Compte tenu de l’évolution économique et financière qui n’est pas monotone, il arrive qu’un critère respecté pour une année quelconque ne le soit pas l’année suivante. Par exemple, le Burundi avait respecté le critère du taux d’inflation entre 2013 et 2017 avec un taux d’inflation significativement inférieur au plafond de 8%. Toutefois, en 2017, le Burundi a enregistré un taux d’inflation de 16,1% qui était principalement influencé par les prix des produits alimentaires et, dans une moindre mesure les prix hors alimentation.
Qu’en est-il du déficit du Burundi ?
Sans considérer le Sud Soudan dont les données ne sont pas disponibles, en ce qui est du déficit, tous les pays, ont raté le critère depuis 2014. En 2017, tous les pays ont fait des efforts pour baisser le niveau du déficit et le Burundi s’est nettement amélioré en passant de 5,9 à 4,4% du PIB. Ces progrès très significatifs ont été réalisés grâce notamment à l’amélioration dans la collecte des recettes mais aussi l’amélioration dans la gestion des dépenses publiques.
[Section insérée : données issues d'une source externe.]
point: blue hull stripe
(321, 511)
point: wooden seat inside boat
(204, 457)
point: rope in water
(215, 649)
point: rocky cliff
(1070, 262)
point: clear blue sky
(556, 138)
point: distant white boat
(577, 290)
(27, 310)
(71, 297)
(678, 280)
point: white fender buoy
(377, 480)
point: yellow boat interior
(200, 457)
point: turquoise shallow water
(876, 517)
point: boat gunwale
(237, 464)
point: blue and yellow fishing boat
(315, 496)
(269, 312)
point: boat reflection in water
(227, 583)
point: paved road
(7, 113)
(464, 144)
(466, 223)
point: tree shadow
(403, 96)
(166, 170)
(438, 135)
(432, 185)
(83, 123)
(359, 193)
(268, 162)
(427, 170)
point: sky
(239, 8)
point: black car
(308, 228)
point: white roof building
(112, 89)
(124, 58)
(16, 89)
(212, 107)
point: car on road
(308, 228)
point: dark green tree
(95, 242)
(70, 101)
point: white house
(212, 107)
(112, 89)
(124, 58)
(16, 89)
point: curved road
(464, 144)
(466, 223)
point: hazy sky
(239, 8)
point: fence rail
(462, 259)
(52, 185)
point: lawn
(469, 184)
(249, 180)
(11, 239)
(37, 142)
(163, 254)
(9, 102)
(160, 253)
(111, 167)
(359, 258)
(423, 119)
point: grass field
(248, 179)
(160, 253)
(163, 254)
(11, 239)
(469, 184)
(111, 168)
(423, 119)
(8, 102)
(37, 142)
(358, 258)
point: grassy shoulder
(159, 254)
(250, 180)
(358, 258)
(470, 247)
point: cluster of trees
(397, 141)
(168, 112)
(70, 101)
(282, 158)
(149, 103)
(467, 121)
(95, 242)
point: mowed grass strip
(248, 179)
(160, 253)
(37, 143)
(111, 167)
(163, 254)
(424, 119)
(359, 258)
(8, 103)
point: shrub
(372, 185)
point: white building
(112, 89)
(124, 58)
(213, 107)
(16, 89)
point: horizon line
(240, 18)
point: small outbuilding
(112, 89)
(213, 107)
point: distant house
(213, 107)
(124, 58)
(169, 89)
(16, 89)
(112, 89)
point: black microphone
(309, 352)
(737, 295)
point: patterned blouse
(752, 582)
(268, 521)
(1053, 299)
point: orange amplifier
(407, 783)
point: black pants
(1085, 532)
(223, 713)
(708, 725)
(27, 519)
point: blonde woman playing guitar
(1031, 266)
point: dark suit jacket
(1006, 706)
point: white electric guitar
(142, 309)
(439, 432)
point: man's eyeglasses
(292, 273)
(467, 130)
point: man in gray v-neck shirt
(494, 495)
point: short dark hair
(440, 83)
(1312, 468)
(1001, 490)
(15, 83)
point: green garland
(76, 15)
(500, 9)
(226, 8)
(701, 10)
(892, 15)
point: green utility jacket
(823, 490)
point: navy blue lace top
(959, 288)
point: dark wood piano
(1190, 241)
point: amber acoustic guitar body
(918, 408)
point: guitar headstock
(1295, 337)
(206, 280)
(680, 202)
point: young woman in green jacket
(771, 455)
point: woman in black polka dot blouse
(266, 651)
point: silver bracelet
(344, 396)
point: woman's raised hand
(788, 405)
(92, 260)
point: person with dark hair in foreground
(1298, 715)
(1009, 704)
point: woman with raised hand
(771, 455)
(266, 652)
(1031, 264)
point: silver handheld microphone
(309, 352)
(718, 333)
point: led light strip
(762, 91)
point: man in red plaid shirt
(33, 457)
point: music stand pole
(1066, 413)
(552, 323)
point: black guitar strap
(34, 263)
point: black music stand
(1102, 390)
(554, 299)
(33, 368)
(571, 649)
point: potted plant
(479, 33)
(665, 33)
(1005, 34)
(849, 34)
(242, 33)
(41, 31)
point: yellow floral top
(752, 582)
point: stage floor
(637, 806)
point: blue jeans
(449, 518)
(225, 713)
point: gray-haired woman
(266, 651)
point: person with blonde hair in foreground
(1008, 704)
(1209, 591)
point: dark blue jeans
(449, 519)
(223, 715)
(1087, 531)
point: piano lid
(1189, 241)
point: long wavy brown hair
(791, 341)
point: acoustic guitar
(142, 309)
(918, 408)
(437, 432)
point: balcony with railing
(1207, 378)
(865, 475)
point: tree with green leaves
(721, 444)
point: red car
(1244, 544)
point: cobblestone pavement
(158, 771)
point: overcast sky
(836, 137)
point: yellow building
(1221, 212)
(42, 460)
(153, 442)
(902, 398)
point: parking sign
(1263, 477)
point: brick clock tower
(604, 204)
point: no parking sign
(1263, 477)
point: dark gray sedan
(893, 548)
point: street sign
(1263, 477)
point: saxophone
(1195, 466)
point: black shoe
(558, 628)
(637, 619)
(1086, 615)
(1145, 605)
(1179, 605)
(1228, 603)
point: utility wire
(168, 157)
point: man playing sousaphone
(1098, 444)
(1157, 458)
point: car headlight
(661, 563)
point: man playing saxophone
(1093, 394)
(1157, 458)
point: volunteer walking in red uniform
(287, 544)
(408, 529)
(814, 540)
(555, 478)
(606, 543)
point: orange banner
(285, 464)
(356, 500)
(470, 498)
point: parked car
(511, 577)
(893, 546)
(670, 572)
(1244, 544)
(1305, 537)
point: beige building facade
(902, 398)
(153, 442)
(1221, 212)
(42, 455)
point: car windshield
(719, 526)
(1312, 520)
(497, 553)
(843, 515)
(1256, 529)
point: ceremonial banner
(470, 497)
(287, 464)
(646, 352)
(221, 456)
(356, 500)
Cela a entrainé une baisse du déficit, mais en même temps, il a été encouragé par des efforts significatifs dans l’augmentation du rythme de la production.
Des chiffres ?
A titre d’illustration, les données disponibles montrent que les recettes totales se sont établies à 14% du PIB contre 13,2% en 2016. Les dons légèrement augmenté en 2017, atteignant 2,6% contre 2.5 % en 2016. Les dépenses publiques représentent 21,1% du PIB en 2017 alors qu’elles étaient de 21,6% en 2016. Tous ces éléments, combinés à l’amélioration du niveau du PIB ont entraîné un déficit global qui s’est établi à 4,6% du PIB, en amélioration nette par rapport à 5,9% du PIB enregistré en 2016.
Etat des lieux de l’endettement au Burundi ?
Même au niveau de la dette publique, le critère fixé est respecté par le Burundi depuis 2013.
Que faut-il retenir de « inflation » ?
En matière d’inflation, en 2015 on avait enregistré un taux d’inflation qui était autour de 5,6% contre une norme de 8% maximum. Mais, en 2016, nous avons raté ce critère à cause des conditions sur le secteur primaire surtout et les conditions qui prévalaient sur les marché internationaux qui ont essayé d’annihiler les effets attendus de la dynamique de l’inflation en 2017. L’inflation est passée de 5,6% à 16,1% mais c’était principalement en raison des mauvaises performances enregistrées au niveau de la production primaire et des conditions climatiques qui n’étaient pas favorables.
Quel est l’avantage de la monnaie unique pour le citoyen burundais ?
L’adoption de la monnaie unique sera l’étape finale après avoir supprimé toutes les restrictions existantes sur la circulation des biens et services, les facteurs de production et même après la reconnaissance du droit d’établissement pour tous les citoyens de la Communauté Est Africaine. Cela permettra aux opérateurs et aux citoyens de nos pays respectifs à s’épanouir économiquement et financièrement dans une communauté où les coûts de transactions seront sensiblement réduits et qui sera considérée comme une seule famille, garantissant par-là les conditions favorables à l’épanouissement et à la prospérité économique de toute la Communauté.